From Newton's second law:

$F=ma=m\dfrac{dv}{dt}=\dfrac{d(mv)}{dt}=\dfrac{dp}{dt} \label{8.1.12}$

Now consider one of the components of the angular momentum vector, e.g. $$L_z$$. Its time derivative is

\begin{align*}\dfrac{dL_z}{dt} &= \dfrac{dx}{dt}p_y +x\dfrac{dp_y}{dt}-\dfrac{dy}{dt}p_x -y\dfrac{dp_x}{dt}\\ &= \dfrac{p_x}{m}p_y +xF_y -\dfrac{p_y}{m}p_x -yF_x \\ &=\dfrac{p_x p_y }{m} -\dfrac{kxy}{r^3} -\dfrac{p_y p_x}{m}+\dfrac{kyx}{r^3} \\ &= 0\end{align*} \label{8.1.13}

The same can be shown about $$L_x$$ and $$L_y$$. Moreover, since $$L^2 =L_{x}^{2}+L_{y}^{2}+L_{z}^{2}$$, and the three components $$L_x$$, $$L_y$$ and $$L_z$$ are all constant, $$L^2$$ is constant as well.

Thus, both the energy and the angular momentum are conserved in classical mechanics, but classically, both quantities can take on any values. In quantum mechanics, the energy can have only certain allowed values, and because angular momentum is conserved, it too can only have certain allowed values, as Bohr predicted in his model of the hydrogen atom. The allowed energies are

$E_n = -\dfrac{Z^2 e^4 m_e}{8\epsilon_{0}^{2}h^2}\dfrac{1}{n^2} \label{8.1.14}$

where $$n=1,2,3,...$$

What about angular momentum? In spherical coordinates, the momentum is $$p=(p_r ,L/r)$$, and $$L$$ only has two components, one along $$\theta$$ and one along $$\phi$$. We can assign allowed values to these components separately, however, there is a compelling reason to do things a little differently. In spherical coordinates, the classical energy is given by

$\dfrac{p_{r}^{2}}{2m_e}+\dfrac{L^2}{2m_e r^2}-\dfrac{Ze^2}{4\pi \epsilon_0 r}=E \label{8.1.15}$

Thus, $$E$$ separates into a purely radial part and an angular part:

$E=\varepsilon_r +\dfrac{L^2}{2m_e r^2}$

Note that the energy depends on $$L^2$$. since $$L^2$$ and each of the three components $$L_x$$, $$L_y$$ and $$L_z$$ are conserved, we can use the representation of $$L$$ in which we choose the magnitude $$L$$ and one of the components. Why just one component? Note that even though $$L$$ has three Cartesian components, it really is only a two dimensional vector since it describes the motion on a two-dimensional surface. Just like the $$xy$$ plane is a two-dimensional surface, the surface of a sphere is also two-dimensional, using the angles $$\theta$$ and $$\phi$$ to locate points on the surface.

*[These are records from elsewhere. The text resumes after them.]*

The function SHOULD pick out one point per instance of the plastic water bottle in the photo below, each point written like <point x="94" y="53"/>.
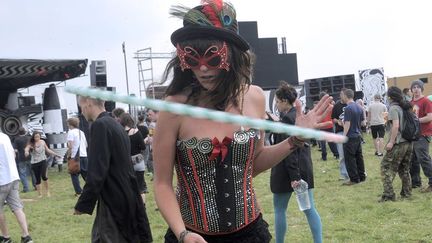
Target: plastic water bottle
<point x="302" y="195"/>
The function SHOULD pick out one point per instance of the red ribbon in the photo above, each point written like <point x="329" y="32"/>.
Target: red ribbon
<point x="220" y="148"/>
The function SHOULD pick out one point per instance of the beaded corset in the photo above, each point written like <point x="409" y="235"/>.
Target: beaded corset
<point x="214" y="182"/>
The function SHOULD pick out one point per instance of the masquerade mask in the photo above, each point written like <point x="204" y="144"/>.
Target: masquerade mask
<point x="213" y="58"/>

The difference is that the surface of a sphere is not flat but curved, so we have to embed it in three-dimensional space. So as a Cartesian representation, three components are needed, but in spherical coordinates, we only need two, i.e. two numbers to represent $$L$$. Thus, we can use the magnitude $$L$$ and one of its components, which by convention is taken to be the z -component $$L_z$$. $$L_z$$ describes motion in the $$xy$$ plane, i.e. motion in the azimuthal ($$\phi$$) di rection only. However, this is just motion on a ring, so one part of the wave function will just be the particle-on-a-ring wave functions

$\dfrac{1}{\sqrt{2\pi }}e^{im\phi} \ \label{8.1.17}$

where $$m=0,\pm 1,\pm 2,...$$, and so the allowed values of $$L_z$$ are $$m\hbar$$.

For $$L^2$$, it turns out that the allowed values are

$L^2 \rightarrow l(l+1)\hbar^2 \label{8.1.18}$

where $$l$$ is an integer that has the range $$l=0,1,2,...,n-1$$ in a given energy level characterized by $$n$$. Moreover, because $$L_z \leq |L|$$, once the value of $$l$$ is specified, $$m$$ cannot exceed $$l$$, so the range of $$m$$ is $$m=-l ,-l+1 ,...,l-1,l$$.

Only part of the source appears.